新旧K-1のカリスマ、魔裟斗と武尊が語る“強いファイターが必ず持っているモノ”

魔裟斗、小川直也、山本KID徳郁、武尊の4人のレジェンドファイターが選んだアマチュア選手をトーナメントで競わせる「格闘代理戦争」。


決勝戦は、武尊推薦ファイター・中嶋志津麻と魔裟斗推薦ファイター・松村英明との対戦となったが、両陣営の特訓および合宿から見える戦略を秘策が見えてきた。魔裟斗は約2か月前の練習開始からマンツーマンで松村を徹底指導、フィジカルだけでなく頭脳面も鍛え上げる。そして、「倒し方はすでに判っている」と断言した。


魔裟斗陣営は、改めて中嶋の1回戦を分析。「中嶋は遠い距離から蹴ってくる、懐が深い。自分から前に出て距離を潰した方が良い」という判断。その他にも「ステップでかわすタイプの選手、一見パンチは早そうだが実際はそれほど早くない、モーションのあるパンチは実際体感すると遅い」など、対戦相手の特徴を次々と挙げ丸裸にしていく。


やはり1回戦での前蹴りなどを主体にした距離の取り方など中嶋の特徴を見た上で、「中嶋がパンチ連打で来た場合は下がらずに前にでて内に入ってよってパンチを防御する」相手のペースに持って行かれないようにしっかり撃つ「中嶋のファイトスタイルに合わせず自分からプレッシャーをかける」、これは中嶋側が「一発もらわないように、撃ち合わない」という戦術に強引に入り込んで勝負に出ることを意味する。

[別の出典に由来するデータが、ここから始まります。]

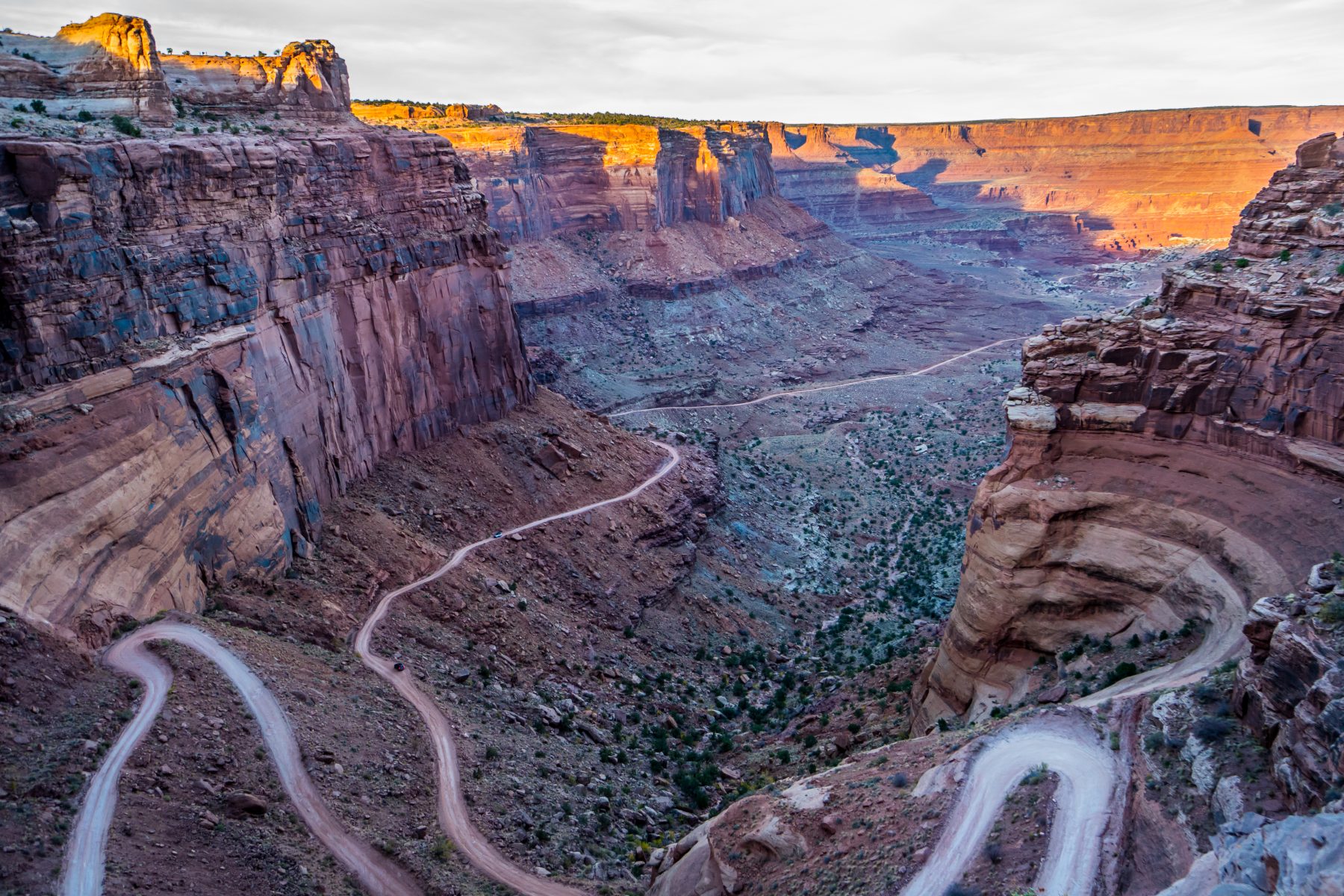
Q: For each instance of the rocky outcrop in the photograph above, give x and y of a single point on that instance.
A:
(564, 179)
(1174, 460)
(843, 176)
(1257, 857)
(205, 337)
(111, 65)
(305, 80)
(107, 65)
(1290, 691)
(428, 114)
(1137, 179)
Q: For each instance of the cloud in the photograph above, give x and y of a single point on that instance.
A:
(788, 60)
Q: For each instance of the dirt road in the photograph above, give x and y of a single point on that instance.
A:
(1088, 777)
(85, 852)
(452, 809)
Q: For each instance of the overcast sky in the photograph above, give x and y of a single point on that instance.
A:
(797, 60)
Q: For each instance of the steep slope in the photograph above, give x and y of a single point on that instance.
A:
(1169, 462)
(202, 337)
(1136, 179)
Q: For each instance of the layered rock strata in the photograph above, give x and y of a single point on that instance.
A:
(108, 65)
(564, 179)
(1139, 179)
(1169, 461)
(205, 337)
(1290, 688)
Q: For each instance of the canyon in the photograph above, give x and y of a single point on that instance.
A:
(1122, 181)
(208, 336)
(1179, 458)
(428, 497)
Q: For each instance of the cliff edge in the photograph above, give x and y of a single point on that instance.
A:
(1169, 464)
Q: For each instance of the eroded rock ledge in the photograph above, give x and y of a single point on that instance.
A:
(1169, 461)
(205, 337)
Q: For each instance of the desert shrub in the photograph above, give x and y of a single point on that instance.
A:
(1122, 671)
(125, 125)
(1213, 729)
(1332, 612)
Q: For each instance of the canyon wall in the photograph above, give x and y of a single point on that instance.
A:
(1137, 179)
(597, 211)
(1180, 458)
(202, 337)
(564, 179)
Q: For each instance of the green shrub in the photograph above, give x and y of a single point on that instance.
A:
(1122, 671)
(1211, 729)
(1036, 774)
(125, 125)
(1332, 612)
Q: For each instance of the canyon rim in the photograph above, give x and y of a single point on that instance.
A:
(421, 496)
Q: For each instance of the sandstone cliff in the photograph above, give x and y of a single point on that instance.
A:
(305, 80)
(1139, 179)
(561, 179)
(205, 337)
(105, 65)
(1180, 458)
(1290, 688)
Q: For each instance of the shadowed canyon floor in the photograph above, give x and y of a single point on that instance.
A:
(786, 610)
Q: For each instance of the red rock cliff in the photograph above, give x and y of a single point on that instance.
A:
(203, 337)
(1179, 458)
(1139, 179)
(559, 179)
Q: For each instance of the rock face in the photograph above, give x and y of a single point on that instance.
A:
(1136, 179)
(844, 178)
(432, 114)
(1290, 694)
(203, 337)
(107, 65)
(1169, 461)
(1256, 857)
(307, 80)
(564, 179)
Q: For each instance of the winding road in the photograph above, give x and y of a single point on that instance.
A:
(809, 390)
(1088, 773)
(452, 809)
(82, 874)
(1088, 777)
(84, 869)
(1086, 768)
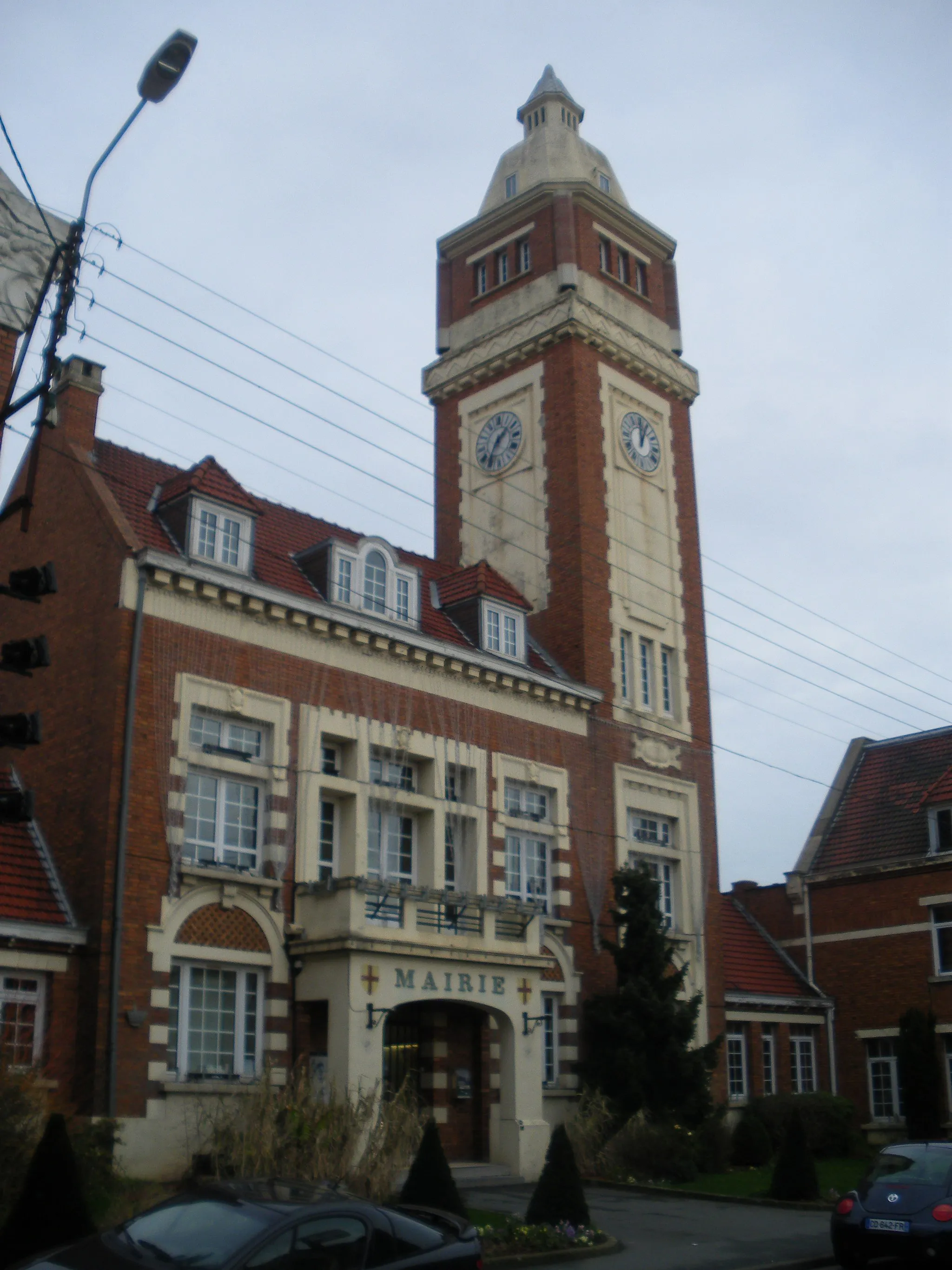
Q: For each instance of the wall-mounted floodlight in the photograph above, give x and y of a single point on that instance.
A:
(165, 68)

改めて魔裟斗は「アマチュア選手らしい粗い戦い方。その粗さに付き合わない」という基本となる戦い方を指南、一方松村は魔裟斗のアドバイスを理解した上で「自分の距離ではガンガン当てていく」と言う。


よって両者の距離の奪い合いというのは、松村vs中嶋戦のキーワードだ。


魔裟斗の指導方法は、あくまでマンツーマンでのレクチャーだ。ミット打ちでも反撃するという激しい内容で一つ一つの動きを確認し、相手の攻撃パターンを想定しながら戦い方を組み立てていく。中嶋の得意な遠い距離を想定したパンチなどを繰り返し反復練習しながら、最終的にマススパーリングで魔裟斗がシュミレーションする中嶋の戦い方を攻略して行く。


トライアル時から短期間で行われてきた「格闘代理戦争」のスケジュールでの勝利を追求して来た魔裟斗。1回戦もさることながら、自陣の松村の強い部分・弱い部分を鋭く分析し実践に基づいた戦い方を指南して来たが、最後に口にしたのは奇しくも武尊と同じく「折れない気持ち」だった。


「試合でキツイ時は、よりキツかった練習のことを思い出す。だから心も鍛えられている。毎日緊張するのはオレの練習が苦しいことをするから緊張する。自分も現役時代にジムに行く前は緊張していた。心拍数が180とか190まで上がることがどれくらい苦しいか判っているから。それをやっているか、やっていないかが気持ちの強い選手と弱い選手を分ける。そこで追い込んでない選手は気持ちが折れてしまう」とやはり心理面での分析も含め非常にロジカルな印象だ。


松村自身も、アマチュアでの志なかばから社会人として仕事を経て、プロのK-1ファイターになる戦いへの背水の陣となるのが今回の中嶋戦となる。新旧K-1対決という表現以上に重い人生を賭けた戦争を見守りたい。